We are simply concerned that we are making the test very difficult for the court to apply. No doubt they will be able to live with it if the government insists on keeping it the way it is. But we do think that matters such as the views of the child, for example, should be able to be taken account of. Depending on the age of the child, it is probably arguable that their views should sometimes be given much more weight than other things. This hierarchy does lead people, and potentially lawyers, down the track of arguing which particular item should be given how much weight. I am not sure that is a constructive way when the bill otherwise encourages people to rely less on litigation. It seems we might be creating a new area of litigation.

I also need to know, because I think there are some legitimate concerns, what the court will be asked to do if the two primary considerations conflict with each other. Obviously, one of the primary considerations is to protect children in particular from violence. If there is violence in a family and a meaningful relationship with both parents is also to be a primary consideration, I do not envy the judges their job of trying to apply the new law in the way that the government proposes. As I say, I have great confidence that the courts will be able to deal with that, and I can see the argument—though I am not sure if it is one that the Attorney puts—that it is useful to highlight these two issues for those many self-represented litigants in the area.

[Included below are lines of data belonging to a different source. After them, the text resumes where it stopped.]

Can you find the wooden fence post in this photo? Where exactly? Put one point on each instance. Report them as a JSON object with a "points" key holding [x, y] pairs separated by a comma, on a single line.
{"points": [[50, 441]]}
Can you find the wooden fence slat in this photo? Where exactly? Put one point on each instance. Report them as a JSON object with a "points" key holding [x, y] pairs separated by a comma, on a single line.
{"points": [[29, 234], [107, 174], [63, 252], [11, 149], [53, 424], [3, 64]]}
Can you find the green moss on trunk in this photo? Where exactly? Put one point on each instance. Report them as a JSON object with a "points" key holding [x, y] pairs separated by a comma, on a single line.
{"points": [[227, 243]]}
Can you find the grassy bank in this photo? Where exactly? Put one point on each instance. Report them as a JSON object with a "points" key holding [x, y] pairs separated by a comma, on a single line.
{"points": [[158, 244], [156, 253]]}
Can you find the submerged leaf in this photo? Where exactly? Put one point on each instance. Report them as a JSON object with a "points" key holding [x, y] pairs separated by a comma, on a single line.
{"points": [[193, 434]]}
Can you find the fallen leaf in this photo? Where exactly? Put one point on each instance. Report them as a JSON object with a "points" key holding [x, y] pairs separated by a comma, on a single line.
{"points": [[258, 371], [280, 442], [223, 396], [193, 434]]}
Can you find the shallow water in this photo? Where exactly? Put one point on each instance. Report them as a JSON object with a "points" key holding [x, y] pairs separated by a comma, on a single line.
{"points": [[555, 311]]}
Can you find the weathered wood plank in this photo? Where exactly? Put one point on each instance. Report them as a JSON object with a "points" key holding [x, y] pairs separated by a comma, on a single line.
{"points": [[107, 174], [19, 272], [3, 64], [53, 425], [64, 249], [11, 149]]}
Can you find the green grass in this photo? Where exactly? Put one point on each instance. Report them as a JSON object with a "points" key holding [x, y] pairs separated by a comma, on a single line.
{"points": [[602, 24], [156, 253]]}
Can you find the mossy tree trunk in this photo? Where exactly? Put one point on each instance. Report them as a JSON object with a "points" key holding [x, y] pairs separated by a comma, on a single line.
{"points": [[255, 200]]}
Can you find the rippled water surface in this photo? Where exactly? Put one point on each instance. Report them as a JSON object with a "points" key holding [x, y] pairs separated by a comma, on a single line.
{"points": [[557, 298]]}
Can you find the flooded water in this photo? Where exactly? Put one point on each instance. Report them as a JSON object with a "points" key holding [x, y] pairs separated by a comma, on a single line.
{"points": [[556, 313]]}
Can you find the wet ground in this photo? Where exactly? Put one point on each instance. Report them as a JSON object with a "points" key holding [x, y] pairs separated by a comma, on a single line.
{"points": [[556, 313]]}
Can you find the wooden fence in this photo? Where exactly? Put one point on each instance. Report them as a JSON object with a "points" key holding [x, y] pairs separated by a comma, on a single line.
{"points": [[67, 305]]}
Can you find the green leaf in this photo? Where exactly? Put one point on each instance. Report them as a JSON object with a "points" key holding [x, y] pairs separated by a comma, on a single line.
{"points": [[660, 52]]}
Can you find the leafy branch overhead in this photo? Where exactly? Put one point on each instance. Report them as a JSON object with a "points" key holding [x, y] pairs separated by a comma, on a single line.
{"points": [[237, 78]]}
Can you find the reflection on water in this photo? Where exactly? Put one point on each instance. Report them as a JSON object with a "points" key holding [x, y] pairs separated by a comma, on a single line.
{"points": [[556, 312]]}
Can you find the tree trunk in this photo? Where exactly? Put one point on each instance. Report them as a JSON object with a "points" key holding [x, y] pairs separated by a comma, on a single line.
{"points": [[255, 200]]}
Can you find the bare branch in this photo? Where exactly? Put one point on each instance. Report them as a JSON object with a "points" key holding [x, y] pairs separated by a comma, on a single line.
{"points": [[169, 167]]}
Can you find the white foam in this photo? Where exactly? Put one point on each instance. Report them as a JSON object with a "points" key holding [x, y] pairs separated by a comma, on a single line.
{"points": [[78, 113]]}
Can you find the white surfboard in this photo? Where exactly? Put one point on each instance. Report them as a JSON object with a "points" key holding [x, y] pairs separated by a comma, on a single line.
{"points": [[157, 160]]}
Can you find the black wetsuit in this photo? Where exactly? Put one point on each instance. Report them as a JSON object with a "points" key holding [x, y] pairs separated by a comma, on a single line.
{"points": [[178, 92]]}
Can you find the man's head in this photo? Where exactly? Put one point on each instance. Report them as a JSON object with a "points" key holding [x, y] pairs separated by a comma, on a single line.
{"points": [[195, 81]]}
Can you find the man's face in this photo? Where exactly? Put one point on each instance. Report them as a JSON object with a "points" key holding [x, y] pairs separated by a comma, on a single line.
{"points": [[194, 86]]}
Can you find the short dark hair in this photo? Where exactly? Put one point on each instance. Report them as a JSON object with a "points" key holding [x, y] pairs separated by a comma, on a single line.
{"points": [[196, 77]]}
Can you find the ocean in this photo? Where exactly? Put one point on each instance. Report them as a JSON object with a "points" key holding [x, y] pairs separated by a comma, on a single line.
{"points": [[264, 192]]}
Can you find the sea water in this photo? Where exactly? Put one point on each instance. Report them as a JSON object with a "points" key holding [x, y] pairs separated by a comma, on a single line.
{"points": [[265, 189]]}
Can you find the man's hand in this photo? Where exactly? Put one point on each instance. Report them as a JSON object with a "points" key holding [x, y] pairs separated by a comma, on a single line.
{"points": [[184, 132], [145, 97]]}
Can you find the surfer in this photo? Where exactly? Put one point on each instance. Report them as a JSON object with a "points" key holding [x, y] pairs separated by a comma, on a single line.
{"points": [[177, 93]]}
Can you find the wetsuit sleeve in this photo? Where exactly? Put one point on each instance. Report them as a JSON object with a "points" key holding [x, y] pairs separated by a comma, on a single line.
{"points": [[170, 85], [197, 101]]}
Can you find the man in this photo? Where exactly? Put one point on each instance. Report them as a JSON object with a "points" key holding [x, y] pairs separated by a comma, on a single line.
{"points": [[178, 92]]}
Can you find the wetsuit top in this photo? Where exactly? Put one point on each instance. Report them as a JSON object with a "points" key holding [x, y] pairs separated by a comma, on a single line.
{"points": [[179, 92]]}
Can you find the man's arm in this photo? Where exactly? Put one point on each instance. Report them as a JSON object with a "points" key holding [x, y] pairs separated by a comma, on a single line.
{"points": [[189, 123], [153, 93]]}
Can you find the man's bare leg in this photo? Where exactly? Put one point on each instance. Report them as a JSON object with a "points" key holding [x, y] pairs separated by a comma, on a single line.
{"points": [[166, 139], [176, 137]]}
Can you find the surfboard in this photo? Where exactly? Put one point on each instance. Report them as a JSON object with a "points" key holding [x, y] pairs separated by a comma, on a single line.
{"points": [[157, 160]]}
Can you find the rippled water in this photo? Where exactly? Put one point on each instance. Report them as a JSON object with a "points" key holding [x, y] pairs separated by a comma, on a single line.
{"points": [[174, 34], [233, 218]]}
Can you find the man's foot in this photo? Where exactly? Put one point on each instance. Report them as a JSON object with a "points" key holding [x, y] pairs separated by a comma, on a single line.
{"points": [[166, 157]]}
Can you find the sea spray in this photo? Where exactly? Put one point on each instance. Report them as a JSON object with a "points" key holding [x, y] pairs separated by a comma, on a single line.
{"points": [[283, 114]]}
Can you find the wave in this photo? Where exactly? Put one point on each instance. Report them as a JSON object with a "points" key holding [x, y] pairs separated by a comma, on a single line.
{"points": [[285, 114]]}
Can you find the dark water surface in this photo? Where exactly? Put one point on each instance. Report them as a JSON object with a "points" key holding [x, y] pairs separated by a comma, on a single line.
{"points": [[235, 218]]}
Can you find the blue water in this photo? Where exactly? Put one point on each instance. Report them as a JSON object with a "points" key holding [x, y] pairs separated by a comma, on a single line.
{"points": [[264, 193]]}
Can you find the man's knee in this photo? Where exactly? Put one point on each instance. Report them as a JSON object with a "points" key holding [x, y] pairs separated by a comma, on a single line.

It is important to make sure that both of these factors are at the front of people’s minds when they might be negotiating parenting plans outside the court setting, but we believe that it would be preferable to have all of the items listed. Our proposal still keeps the two primary considerations that the government has identified in their original order, so they would still be the first two matters that people would read when examining the list of what is in the best interests of the child, but we believe it would be preferable not to have that hierarchy inserted into the act.